I was definitely the kid that didn’t grow up having a lot of Jordans because my mom wasn’t really going for that. I was definitely in budget when it came to shoes growing up. Once I started getting my own checks, the first Jordan I went after were Space Jam’s. After that, I started buying 1’s but they were just white. I remember a lot of people were wearing white Air Force’s, but I didn’t really like them and I didn’t like how Dunks looked on my feet.

Once I found the Jordan 1’s in white, even today I have like six pairs of them. I always just buy ‘em when I see ‘em. Fresh 1’s. It just became an addiction after that once I found out how comfortable the shoe was. Even when I perform with the shoe on, it’s still the most comfortable shoe I perform in on stage. My feet don’t hurt afterwards and my feet aren’t blistered up. I remember I did one tour where all I wore were Jordan 1’s.

It became my everyday shoe. The Banned 1’s really became my everyday shoe because I feel like they match with every outfit. I’ve never put those on with any color and it didn’t rock. One time I took like 20 pairs of 1’s on tour. They’re definitely my favorite Jordan. It goes 1’s, then 11’s, then the 6’s, then 3’s, and then 5’s.

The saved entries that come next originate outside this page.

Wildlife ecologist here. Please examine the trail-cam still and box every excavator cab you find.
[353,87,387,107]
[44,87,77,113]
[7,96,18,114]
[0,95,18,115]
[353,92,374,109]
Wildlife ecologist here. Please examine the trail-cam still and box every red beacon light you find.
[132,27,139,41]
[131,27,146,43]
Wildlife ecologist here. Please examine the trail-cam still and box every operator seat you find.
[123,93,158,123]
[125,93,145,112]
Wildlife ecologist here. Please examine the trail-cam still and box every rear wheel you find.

We both know what Jordan himself has done for the league, but what has his impact — especially the shoes — done for hip-hop as a culture?

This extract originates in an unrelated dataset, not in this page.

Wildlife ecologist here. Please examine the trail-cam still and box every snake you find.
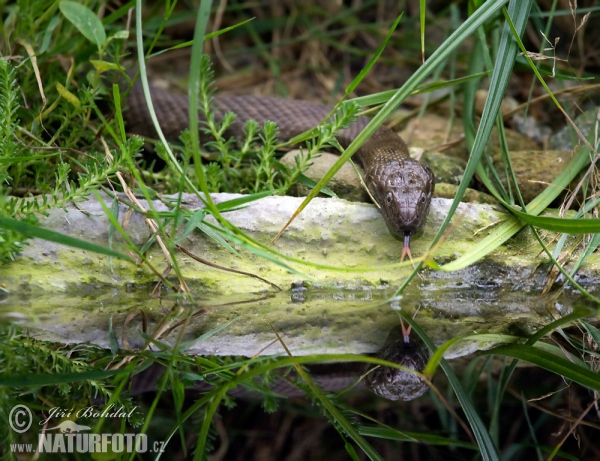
[131,324,429,401]
[364,323,430,401]
[124,78,435,260]
[123,77,434,400]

Even to this day, Jordan shoes are a staple in hip-hop community and culture, over like Gucci and Louis Vuitton. It’s just as important as those and the price point, you get some nice ones for like $175 and they’re just as fly as the guy with the Gucci shoes on next to you. Sometimes I have to think about it myself like “Why?”, but growing up, it was the opportunity. It was a lot of things growing up at that time that you just saw ‘em and they reminded you opportunities to get out of your situation.

When you looked at Jordan and the Jordan shoe, it gave you bigger opportunities in your head like, “I could do this.” He never took it away from it feeling like it was still a part of the culture. You could have somebody like Oprah Winfrey. She’s still out of the culture. She’s still a part of the African American culture but she’s outside of the hip-hop culture. It still kind of disconnects with people who look at her and think maybe I can be her. It doesn’t necessarily speak or relate to feeling like an opportunity that I can actually have.

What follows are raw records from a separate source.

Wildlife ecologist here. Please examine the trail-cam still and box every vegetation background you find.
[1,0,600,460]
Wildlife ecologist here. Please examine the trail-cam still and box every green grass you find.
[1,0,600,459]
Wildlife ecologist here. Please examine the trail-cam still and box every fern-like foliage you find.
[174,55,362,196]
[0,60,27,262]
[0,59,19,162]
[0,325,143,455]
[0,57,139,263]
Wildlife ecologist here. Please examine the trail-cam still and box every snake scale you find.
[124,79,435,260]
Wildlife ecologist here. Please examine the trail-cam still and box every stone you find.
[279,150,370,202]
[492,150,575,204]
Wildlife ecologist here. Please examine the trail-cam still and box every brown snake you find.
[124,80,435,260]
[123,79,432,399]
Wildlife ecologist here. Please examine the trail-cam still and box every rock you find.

Jordan still laid out opportunities that kids felt like they could have. Even having the Jordans on, when you’re on the court you feel like you can play better. There’s a mental thing. At the end of the day, Jordan’s brand just made kids in the hood feel better about their situations. Another thing now, too, is that Jordan shoes as a whole, they’re like icebreakers. I could be in the airport and a 60-year-old white man got his 1’s on and I got my 1’s on and we having a regular conversation. Or if he has something crazy I’ve never seen before, I’ll be like, “Yo, where you get them 7’s from?!” It could spark a whole different thing.